It is a fact that the Nazis are making an effort to reach the American youth through the dissemination of anti-Jewish propaganda in the universities. This fact was emphasized openly by Dr. Sachar, director of the Hillel Foundation, at the recent convention of the B’nai B’rith in Washington. Its truth is substantiated by Prof. Leinard Bergel’s charge that he has been dismissed for his attempt to fight the pro-Nazi spirit in the Women’s College of Rutgers.


Many will be puzzled by the fact that the faculty of the German department is composed entirely of German citizens. Anyone residing in America and still retaining his German citizenship at a time when Germany is condemned by liberal people the world over, may naturally be suspected of being sympathetic towards the Nazi regime.

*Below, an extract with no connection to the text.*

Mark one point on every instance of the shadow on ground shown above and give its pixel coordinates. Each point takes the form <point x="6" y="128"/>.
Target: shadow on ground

The teachers in the German department of the Women’s College at Rutgers are now under this suspicion, both by public opinion and by the students of the University. More than 400 students of the College have openly declared themselves in sympathy with Prof. Bergel and did not hesitate to come out in the press with the accusation that the Nazi spirit is stimulated among the students by the members of the German faculty of the college.

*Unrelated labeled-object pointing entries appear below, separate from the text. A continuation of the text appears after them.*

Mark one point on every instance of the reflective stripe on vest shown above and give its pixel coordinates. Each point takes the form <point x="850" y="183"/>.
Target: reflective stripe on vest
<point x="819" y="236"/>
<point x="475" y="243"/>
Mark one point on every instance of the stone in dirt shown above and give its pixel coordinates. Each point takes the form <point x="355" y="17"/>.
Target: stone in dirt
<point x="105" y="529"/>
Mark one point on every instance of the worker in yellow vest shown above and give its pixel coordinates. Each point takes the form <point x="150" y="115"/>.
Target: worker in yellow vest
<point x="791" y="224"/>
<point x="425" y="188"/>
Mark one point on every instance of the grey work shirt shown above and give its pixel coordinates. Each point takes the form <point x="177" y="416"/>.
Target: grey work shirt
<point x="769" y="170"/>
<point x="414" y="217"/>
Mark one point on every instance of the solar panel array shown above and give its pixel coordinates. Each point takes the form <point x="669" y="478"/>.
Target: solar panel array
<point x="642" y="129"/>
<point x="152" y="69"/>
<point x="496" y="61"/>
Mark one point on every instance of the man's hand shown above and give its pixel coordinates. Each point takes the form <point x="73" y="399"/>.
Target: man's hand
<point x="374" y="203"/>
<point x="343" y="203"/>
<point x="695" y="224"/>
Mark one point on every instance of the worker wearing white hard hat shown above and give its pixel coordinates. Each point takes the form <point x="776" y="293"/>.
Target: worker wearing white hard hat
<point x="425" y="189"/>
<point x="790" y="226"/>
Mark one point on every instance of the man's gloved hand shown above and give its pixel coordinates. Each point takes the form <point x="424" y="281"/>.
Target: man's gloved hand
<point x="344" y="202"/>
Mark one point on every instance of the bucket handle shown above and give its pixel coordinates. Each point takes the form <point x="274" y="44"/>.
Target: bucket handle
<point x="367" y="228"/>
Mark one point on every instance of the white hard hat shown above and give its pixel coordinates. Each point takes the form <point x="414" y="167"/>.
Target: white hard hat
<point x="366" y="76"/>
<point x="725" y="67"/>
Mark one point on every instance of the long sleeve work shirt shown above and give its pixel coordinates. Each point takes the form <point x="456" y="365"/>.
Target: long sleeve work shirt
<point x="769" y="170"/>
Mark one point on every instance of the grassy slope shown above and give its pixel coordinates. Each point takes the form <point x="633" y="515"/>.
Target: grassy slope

The outcome of the inquiry which starts tomorrow is therefore of importance not only to Rutgers University but to all universities in the country where the Nazis are trying to spread their poisonous anti-Jewish propaganda. It is quite clear that now that such an inquiry has been instituted for the first time in America, the Nazi agents in other universities will have to restrict their activities for a time in order not to be discovered.

The outcome of the inquiry is also of importance to the State of New Jersey. Only a few weeks ago the State passed a law prohibiting subversive propaganda. Should the inquiry prove that such propaganda was conducted by the teachers of the German department in the college, it will be tantamount to proving that the law of the State had been violated, and may lead to the proper consequences.


Only a short time ago the State of New Jersey was considering granting a large subsidy to the Women’s College. Now such a subsidy is out of the question until the issue is settled. The eyes of legislators, educators and all those interested in seeing the laws of the United States observed, will therefore be turned to New Brunswick where the inquiry will begin tomorrow.